Last month, O’Donnell ripped into Republican Congressman Steve King for saying he takes Obama’s word that he is a Christian. The host berated the Iowa lawmaker for refusing to acknowledge that he should correct people who mistakenly believe the president is a Muslim. King said Obama was partially responsible for the perception by talking about having lived in Muslim countries in his 2009 Cairo speech—which is certainly fair game for argument—but O’Donnell limited the debate by constantly talking over him.
“Do you have a Christian ID… How do we know you’re not a Muslim?” O’Donnell demanded.
King says in an interview that “his motivation seems to have been premeditated to try to trap me. He was completely disrespectful. He would not listen to an answer before he interrupted with another question.”
Such moments are rare because, as on Olbermann’s Countdown, most of O’Donnell’s guests are Democrats and liberals. He views the show as an op-ed column in which he uses the lineup to help make his strongest case.

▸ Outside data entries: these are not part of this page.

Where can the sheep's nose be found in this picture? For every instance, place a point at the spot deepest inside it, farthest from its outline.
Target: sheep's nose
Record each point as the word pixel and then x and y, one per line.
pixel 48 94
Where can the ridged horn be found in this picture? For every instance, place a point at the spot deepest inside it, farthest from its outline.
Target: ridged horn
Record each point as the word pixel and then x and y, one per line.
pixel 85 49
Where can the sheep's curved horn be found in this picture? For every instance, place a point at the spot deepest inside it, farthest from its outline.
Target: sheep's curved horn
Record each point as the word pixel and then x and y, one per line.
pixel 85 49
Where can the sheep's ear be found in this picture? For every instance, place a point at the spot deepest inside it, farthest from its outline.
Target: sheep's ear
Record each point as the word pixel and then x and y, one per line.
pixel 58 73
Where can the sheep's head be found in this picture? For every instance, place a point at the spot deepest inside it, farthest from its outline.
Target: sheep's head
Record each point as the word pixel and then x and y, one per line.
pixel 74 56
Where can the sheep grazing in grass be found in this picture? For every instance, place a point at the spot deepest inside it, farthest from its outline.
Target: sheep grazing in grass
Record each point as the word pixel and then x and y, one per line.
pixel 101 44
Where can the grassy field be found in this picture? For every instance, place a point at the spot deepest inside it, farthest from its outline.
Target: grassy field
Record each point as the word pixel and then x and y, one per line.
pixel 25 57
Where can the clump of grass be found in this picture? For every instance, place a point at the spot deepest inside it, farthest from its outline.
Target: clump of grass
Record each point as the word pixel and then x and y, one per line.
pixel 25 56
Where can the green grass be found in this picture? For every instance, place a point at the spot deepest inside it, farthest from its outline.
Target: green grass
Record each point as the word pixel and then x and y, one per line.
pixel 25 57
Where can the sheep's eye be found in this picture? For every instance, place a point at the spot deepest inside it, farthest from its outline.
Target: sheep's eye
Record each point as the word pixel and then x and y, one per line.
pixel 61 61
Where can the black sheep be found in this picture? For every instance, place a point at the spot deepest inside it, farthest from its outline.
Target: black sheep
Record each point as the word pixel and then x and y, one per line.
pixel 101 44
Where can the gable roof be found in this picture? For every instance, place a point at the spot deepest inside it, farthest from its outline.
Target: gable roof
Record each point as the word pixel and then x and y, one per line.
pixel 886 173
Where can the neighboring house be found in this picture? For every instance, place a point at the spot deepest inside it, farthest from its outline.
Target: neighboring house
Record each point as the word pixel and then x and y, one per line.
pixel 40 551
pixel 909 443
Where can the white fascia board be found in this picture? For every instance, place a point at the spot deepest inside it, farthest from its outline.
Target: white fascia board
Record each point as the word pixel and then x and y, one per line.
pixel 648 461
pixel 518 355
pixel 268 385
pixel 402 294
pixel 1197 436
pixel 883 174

O’Donnell recently invited conservative provocateur Ann Coulter, an old pal, mainly because she had ripped most of the GOP’s potential presidential candidates and he wanted her to do the same on his program. (Once on the set, she wouldn’t play).
It is hard to imagine Rachel Maddow or Ed Schultz making the case for Tim Pawlenty, as O’Donnell did last month. “No amount of media attention paid to Republicans who aren’t going to run, like Chris Christie and Sarah Palin, or two losers like Romney and Newt Gingrich, will prevent more serious-minded Republicans from joining the Pawlenty for president movement,” he said.
Rather than playing the role of infallible host, O’Donnell has already delivered two apologies. He accused Michael Steele of “never losing sight of his real master and paycheck provider: the Republican National Committee.” O’Donnell expressed regret for the wording after Steele called him to complain. He also apologized for referring to NFL players as “juiced-up millionaires.”
Could MSNBC’s prime time be a mere pit stop in a long and winding career? O’Donnell has a half-hour comedy in development at HBO, and when it comes to being in front of the camera, views himself as lacking basic broadcast skills: “I know where the teleprompter is and that’s it,” he says.
In the same diffident tone that permeated our conversation, O’Donnell makes clear he is dissatisfied with the product. “It’d be a lot better if we had another day to prepare,” he admits. “At 7, I just say, ‘All right, this is the best we can do.’”
Howard Kurtz is The Daily Beast's Washington bureau chief. He also hosts CNN's weekly media program Reliable Sources on Sundays at 11 a.m. ET. The longtime media reporter and columnist for The Washington Post, Kurtz is the author of five books.